ViExam: Are Vision Language Models Better than Humans on Vietnamese Multimodal Exam Questions?

作者: Vy Tuong Dang, An Vo, Quang Tau, Duc Dm, Daeyoung Kim

分类: cs.CL, cs.LG

发布日期: 2025-08-19

💡 一句话要点

提出ViExam基准以评估视觉语言模型在越南多模态考试中的表现

🎯 匹配领域: 支柱九：具身大模型 (Embodied Foundation Models)

关键词: 视觉语言模型 多模态学习 越南语 教育评估 跨语言推理 基准测试 人工智能

📋 核心要点

现有的视觉语言模型在处理低资源语言的多模态教育内容时表现不足，尤其是在越南语环境中。
本研究提出了ViExam基准，通过2548个多模态问题评估VLMs在越南教育评估中的能力。
实验结果显示，最先进的VLMs表现低于人类考生，只有少数模型在特定条件下有所提升。

📝 摘要（中文）

视觉语言模型（VLMs）在英语多模态任务中表现出色，但在低资源语言的多模态教育内容上的表现尚未得到充分探索。本研究测试了VLMs在越南教育评估中的表现，探讨了以英语数据为主训练的VLMs是否能够处理真实的跨语言多模态推理。我们提出了ViExam基准，包含2548个多模态问题，首次全面评估VLM在越南多模态考试中的能力。结果显示，最先进的VLMs平均准确率仅为57.74%，而开源模型为27.70%，大多数VLMs的表现低于平均人类考生（66.54%），仅有思维VLM o3（74.07%）超过人类平均表现，但仍远低于人类最佳表现（99.60%）。

🔬 方法详解

问题定义：本论文旨在解决视觉语言模型在越南多模态教育评估中的表现不足问题。现有方法主要集中在英语任务上，缺乏对低资源语言的有效评估。

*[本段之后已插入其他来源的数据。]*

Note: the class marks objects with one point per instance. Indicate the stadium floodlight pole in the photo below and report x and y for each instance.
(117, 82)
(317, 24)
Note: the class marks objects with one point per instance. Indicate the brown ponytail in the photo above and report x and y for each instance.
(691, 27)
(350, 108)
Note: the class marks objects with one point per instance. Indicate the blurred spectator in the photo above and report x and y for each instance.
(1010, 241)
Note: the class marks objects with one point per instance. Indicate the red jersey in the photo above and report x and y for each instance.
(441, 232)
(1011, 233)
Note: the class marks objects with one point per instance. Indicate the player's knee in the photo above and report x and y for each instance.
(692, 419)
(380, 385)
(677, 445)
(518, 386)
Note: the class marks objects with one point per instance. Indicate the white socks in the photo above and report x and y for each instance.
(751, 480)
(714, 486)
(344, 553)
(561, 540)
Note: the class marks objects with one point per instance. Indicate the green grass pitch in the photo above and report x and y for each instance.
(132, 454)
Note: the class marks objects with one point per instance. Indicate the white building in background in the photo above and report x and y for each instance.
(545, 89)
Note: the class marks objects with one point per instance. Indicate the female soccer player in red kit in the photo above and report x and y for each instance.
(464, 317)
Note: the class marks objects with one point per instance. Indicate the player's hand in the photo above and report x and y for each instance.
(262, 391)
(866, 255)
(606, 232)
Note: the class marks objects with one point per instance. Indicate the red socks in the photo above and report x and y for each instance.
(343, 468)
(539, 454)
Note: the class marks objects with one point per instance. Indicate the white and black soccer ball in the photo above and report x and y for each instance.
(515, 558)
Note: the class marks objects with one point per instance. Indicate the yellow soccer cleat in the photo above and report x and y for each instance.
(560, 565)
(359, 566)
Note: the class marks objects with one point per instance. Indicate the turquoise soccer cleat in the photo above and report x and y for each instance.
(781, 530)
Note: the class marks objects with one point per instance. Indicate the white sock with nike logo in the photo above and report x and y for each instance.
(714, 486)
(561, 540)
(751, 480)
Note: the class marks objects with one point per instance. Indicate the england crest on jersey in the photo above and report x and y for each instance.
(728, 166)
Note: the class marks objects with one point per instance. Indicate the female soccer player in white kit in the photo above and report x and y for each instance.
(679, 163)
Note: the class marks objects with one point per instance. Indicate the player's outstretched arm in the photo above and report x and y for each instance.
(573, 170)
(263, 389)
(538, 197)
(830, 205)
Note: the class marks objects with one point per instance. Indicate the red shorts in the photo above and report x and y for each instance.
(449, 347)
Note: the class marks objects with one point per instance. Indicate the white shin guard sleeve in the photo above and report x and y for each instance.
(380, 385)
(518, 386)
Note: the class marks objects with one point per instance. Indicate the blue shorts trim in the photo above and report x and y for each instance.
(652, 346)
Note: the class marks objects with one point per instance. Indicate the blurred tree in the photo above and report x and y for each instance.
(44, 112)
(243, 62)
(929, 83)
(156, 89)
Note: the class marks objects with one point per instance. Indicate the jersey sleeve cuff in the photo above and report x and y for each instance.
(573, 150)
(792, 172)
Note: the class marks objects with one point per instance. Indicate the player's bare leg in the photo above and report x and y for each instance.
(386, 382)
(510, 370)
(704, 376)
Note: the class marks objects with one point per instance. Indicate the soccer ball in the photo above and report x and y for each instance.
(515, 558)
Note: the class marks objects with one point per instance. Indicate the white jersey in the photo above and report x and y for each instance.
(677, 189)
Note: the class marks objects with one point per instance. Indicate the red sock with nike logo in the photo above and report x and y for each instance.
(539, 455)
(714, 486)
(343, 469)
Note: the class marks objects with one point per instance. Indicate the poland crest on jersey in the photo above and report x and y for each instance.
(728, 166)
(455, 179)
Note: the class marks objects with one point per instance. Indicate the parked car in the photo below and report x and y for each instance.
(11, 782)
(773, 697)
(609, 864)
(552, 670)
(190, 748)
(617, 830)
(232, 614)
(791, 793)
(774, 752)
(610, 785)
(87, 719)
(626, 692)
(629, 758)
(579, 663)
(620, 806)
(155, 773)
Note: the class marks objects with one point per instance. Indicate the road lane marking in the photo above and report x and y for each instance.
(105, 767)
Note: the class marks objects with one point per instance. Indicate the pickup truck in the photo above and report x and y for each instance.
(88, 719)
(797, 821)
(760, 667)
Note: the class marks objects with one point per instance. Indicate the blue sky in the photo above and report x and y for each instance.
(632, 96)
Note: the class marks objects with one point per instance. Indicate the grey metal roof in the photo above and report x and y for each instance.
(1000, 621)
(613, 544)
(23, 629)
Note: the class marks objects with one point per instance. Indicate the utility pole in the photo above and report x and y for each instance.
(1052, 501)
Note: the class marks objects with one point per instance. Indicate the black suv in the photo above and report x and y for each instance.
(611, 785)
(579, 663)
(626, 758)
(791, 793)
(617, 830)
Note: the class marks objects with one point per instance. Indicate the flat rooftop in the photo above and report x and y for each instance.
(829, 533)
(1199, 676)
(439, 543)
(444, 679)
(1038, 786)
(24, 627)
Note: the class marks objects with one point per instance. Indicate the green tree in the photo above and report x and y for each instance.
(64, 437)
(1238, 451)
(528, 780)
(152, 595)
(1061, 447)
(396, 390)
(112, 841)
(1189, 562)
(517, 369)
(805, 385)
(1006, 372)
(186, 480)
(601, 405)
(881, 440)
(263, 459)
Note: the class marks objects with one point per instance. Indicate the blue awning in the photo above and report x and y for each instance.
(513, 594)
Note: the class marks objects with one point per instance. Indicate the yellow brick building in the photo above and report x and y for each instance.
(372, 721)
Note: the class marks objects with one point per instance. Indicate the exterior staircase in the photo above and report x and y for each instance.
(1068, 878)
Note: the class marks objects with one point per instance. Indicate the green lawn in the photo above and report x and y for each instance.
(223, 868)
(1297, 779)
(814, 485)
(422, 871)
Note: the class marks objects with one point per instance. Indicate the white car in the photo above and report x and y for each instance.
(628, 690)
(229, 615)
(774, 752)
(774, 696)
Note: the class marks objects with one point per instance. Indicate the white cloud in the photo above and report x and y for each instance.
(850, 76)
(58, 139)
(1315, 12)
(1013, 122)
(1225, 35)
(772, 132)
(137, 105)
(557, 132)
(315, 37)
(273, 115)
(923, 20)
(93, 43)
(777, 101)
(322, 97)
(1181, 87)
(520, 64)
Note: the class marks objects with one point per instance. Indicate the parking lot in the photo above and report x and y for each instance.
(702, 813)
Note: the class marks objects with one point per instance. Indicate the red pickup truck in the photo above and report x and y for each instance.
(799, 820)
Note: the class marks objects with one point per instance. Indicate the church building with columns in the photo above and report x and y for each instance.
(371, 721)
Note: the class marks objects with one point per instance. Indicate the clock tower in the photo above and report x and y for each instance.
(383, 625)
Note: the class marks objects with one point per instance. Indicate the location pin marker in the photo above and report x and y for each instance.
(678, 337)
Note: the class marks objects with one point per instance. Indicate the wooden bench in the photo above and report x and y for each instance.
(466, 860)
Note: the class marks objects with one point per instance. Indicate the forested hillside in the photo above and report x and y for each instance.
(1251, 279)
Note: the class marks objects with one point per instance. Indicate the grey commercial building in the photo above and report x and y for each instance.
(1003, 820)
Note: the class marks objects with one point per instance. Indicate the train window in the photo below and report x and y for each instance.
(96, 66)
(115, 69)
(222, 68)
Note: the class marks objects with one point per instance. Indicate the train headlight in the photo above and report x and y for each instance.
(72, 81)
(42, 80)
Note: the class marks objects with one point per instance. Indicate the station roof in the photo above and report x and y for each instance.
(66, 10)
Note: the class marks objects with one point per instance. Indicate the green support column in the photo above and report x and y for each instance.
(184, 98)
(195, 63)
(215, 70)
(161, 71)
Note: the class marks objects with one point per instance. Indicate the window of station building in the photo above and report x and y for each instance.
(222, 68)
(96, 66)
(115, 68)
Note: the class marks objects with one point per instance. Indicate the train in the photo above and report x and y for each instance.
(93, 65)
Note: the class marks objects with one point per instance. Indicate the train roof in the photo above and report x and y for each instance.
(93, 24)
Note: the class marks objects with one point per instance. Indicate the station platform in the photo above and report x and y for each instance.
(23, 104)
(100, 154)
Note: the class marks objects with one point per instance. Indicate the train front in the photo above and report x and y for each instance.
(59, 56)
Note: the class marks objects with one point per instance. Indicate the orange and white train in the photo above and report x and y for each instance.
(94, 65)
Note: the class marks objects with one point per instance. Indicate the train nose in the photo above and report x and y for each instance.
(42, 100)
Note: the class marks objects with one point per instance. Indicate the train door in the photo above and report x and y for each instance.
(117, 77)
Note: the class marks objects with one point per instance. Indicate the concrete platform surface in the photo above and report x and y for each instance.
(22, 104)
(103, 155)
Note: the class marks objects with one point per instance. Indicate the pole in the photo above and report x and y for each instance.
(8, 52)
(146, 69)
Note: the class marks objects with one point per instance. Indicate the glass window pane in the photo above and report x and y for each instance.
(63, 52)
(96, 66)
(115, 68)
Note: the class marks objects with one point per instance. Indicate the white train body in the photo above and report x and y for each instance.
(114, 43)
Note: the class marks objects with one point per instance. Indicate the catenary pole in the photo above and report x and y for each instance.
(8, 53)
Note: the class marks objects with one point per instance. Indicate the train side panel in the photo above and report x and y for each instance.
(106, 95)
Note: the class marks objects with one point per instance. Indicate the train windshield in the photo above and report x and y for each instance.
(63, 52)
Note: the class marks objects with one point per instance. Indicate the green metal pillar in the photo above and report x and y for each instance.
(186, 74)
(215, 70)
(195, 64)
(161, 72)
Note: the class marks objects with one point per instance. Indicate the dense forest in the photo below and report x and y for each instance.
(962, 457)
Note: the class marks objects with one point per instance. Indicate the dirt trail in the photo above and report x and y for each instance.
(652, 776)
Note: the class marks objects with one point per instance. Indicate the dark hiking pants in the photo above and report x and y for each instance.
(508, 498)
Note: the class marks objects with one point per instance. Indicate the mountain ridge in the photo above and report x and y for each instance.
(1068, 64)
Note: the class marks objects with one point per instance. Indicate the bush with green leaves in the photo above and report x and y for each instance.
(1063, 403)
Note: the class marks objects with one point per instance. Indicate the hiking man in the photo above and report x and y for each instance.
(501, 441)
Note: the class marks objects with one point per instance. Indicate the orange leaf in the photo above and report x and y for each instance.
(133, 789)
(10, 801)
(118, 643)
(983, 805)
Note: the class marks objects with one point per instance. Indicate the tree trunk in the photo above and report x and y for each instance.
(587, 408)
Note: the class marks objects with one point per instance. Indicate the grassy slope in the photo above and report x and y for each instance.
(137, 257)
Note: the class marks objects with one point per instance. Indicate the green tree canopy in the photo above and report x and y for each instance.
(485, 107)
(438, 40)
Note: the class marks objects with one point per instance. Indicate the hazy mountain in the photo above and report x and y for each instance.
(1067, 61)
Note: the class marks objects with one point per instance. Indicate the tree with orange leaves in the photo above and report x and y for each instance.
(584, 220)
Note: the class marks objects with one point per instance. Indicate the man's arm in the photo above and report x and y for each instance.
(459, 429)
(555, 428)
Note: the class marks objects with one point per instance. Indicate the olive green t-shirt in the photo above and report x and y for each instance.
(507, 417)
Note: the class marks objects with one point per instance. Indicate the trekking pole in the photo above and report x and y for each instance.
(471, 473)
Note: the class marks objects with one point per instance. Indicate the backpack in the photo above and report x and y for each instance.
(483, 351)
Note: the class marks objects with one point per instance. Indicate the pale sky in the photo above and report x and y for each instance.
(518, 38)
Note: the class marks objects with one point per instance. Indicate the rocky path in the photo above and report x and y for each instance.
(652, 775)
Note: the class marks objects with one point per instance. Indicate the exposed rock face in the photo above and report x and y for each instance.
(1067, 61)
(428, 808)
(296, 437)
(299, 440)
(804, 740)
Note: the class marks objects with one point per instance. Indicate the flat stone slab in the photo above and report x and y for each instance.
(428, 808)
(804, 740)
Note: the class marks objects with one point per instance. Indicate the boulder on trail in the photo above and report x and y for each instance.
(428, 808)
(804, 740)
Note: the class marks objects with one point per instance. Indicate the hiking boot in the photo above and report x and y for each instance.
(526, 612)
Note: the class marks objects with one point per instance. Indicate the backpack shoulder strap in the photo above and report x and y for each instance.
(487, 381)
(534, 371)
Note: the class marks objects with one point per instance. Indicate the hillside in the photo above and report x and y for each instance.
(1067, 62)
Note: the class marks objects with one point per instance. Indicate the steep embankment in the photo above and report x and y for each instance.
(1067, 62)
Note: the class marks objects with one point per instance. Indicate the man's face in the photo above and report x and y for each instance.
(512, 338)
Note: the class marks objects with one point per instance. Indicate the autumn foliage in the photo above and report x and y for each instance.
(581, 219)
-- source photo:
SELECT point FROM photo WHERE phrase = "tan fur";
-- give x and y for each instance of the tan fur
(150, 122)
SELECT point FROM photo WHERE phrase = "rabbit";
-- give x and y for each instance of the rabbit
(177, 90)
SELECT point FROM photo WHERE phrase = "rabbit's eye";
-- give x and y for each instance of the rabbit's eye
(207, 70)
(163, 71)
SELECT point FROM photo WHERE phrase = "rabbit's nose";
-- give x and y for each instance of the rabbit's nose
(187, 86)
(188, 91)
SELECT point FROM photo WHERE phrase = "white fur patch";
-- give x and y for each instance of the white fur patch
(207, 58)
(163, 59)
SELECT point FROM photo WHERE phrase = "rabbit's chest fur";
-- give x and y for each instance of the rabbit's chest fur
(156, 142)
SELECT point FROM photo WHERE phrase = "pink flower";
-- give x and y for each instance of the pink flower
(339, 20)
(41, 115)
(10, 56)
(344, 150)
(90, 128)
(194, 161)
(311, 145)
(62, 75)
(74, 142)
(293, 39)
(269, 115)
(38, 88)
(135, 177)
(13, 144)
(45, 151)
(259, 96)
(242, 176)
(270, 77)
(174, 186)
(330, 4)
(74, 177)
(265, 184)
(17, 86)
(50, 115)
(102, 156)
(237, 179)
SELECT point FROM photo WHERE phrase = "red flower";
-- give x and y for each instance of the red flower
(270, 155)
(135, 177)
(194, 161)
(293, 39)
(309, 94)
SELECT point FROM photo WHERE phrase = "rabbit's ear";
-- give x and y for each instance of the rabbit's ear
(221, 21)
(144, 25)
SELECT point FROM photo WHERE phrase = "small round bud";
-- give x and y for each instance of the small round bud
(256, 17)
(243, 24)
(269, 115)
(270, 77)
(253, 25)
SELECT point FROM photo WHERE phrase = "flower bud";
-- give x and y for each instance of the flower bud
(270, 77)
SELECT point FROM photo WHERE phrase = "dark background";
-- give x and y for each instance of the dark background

核心思路：通过构建ViExam基准，论文评估了VLMs在越南语多模态考试中的能力，探索其跨语言推理的有效性。

技术框架：ViExam基准包含2548个多模态问题，覆盖数学、物理、化学等七个学科。模型在这些问题上进行评估，比较其表现与人类考生的差异。

关键创新：本研究首次系统性地评估了VLMs在越南多模态考试中的表现，揭示了其在低资源语言环境下的局限性。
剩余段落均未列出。